Some MkDocs extensions & plugins used (see mkdocs.base.yml) provide custom syntax to utilise their new visual elements.

Here's a summary of the custom syntax we utilise, provided by our configured extensions & plugins:

Extension / Plugin Notation Meaning
Admonitions !!! note, ??? tip, etc. A styled callout, which may be collapsible
PymdownX > Snippets --8<-- "path/to/file.(md|ext)" Insert contents of the specified file.
Neoteroi > Cards [cards cols=2 smaller(path/to/cards.(json|yml))] Insert the visual cards defined in specified file.
Site-Relative URLs (see section below) site:path/to/some-page Site-relative URL (in our case docs/path/to/some-page.md)

Macros

The guidebook uses a set of macros to provide a consistent look and feel to the documentation.

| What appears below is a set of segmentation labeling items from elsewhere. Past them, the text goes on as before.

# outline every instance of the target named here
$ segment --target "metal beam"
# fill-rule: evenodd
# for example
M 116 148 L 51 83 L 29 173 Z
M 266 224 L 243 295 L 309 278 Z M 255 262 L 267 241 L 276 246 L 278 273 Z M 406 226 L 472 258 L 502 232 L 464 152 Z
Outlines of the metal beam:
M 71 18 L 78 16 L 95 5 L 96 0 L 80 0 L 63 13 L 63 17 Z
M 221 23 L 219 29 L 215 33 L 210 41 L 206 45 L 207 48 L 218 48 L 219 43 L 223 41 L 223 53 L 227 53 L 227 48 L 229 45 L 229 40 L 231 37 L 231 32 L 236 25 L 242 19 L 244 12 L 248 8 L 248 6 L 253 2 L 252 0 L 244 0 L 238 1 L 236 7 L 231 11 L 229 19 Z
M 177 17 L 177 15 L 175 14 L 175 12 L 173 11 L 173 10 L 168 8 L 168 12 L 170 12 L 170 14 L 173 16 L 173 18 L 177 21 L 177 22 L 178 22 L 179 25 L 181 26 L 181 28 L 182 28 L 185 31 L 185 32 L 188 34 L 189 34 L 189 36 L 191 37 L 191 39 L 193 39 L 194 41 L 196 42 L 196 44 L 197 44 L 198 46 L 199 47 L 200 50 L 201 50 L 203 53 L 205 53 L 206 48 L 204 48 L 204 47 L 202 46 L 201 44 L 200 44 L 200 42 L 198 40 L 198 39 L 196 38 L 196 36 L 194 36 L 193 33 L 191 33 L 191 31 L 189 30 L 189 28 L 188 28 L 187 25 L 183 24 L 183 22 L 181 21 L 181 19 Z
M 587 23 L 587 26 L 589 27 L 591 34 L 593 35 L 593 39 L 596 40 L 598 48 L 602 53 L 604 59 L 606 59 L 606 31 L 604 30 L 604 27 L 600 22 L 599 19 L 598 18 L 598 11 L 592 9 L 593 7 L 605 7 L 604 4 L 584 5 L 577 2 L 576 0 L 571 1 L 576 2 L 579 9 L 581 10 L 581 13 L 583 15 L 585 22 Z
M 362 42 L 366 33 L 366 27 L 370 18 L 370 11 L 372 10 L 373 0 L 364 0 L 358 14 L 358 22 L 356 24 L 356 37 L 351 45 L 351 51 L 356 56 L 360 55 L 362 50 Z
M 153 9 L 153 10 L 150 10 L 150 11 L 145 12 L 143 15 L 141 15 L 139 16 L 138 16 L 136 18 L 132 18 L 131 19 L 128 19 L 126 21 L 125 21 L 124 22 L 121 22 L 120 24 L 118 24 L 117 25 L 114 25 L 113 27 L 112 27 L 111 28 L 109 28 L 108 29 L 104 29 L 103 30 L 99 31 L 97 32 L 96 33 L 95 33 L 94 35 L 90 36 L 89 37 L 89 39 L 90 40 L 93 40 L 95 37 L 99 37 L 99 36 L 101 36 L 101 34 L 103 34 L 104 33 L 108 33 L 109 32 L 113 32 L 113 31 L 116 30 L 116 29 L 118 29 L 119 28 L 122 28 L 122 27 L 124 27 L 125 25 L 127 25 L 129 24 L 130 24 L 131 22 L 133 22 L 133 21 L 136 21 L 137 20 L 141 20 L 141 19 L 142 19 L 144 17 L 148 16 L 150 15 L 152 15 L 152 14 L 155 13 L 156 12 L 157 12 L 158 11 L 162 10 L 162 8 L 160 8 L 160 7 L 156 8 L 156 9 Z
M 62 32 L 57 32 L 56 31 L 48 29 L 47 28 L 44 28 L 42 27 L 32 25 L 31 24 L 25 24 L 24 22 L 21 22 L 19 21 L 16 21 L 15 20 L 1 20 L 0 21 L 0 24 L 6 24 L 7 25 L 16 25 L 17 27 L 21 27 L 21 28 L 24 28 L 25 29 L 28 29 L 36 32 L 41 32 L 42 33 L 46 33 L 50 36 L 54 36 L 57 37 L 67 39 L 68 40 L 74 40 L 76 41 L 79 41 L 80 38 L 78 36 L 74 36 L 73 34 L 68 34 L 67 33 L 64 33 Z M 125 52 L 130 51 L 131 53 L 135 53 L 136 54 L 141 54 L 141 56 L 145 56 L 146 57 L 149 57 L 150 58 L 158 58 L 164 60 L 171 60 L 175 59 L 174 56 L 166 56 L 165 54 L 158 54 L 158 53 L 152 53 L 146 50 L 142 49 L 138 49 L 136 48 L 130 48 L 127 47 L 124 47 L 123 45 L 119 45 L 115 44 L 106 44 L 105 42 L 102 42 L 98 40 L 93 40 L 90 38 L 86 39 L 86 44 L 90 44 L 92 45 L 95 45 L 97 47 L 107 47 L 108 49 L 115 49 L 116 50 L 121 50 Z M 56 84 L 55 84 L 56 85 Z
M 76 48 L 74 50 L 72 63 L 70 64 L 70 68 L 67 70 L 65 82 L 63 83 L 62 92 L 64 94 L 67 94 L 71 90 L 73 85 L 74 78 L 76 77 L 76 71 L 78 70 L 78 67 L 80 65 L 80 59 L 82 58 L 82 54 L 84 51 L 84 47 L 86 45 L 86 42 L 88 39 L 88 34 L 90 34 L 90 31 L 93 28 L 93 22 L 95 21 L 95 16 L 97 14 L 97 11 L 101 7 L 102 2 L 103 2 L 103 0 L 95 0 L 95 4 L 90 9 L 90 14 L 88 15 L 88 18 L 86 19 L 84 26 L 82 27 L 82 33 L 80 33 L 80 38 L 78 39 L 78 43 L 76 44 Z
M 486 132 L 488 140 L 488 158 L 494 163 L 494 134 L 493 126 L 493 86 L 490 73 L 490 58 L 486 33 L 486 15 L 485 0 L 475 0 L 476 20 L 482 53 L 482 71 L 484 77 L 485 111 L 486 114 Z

Also to auto-generate certain information based on static configuration (.yml) files.

The MkDocs-Macros plugin is used to simplify this process.

  • It loads main.py to access & apply all custom macros.
  • Those are stored within macros/.
  • To add a new macro, either add to or create a file in macros/.py.

Create a New Template Variable

If you want to add a new template variable, simply define it in TEMPLATE_VARIABLES within macros/constants.py.

It will then be available within all .md files as {{ my_variable }}.

Create a Macro Mixin

If adding macros for a new context, create a new file macros/{my-context}.py:

from ..render import hyperlink # etc

def define_env(env):
  env.macro(my_macro)
  # ..wrap all other macros too..

def my_macro(...):
  pass # return render result here e.g. hyperlink(...)

Then import and invoke your module's define_env in macros/__init__.py:

from . import (..., my_context, ...)

def define_env(env):
    # ...
    my_context.define_env(env)
    # ...

In similar fashion, add to macros/render any needed context-specific HTML rendering (see existing examples there).

Your macro(s) will then be available within all .md files as {{ my_macro(..args..) }}.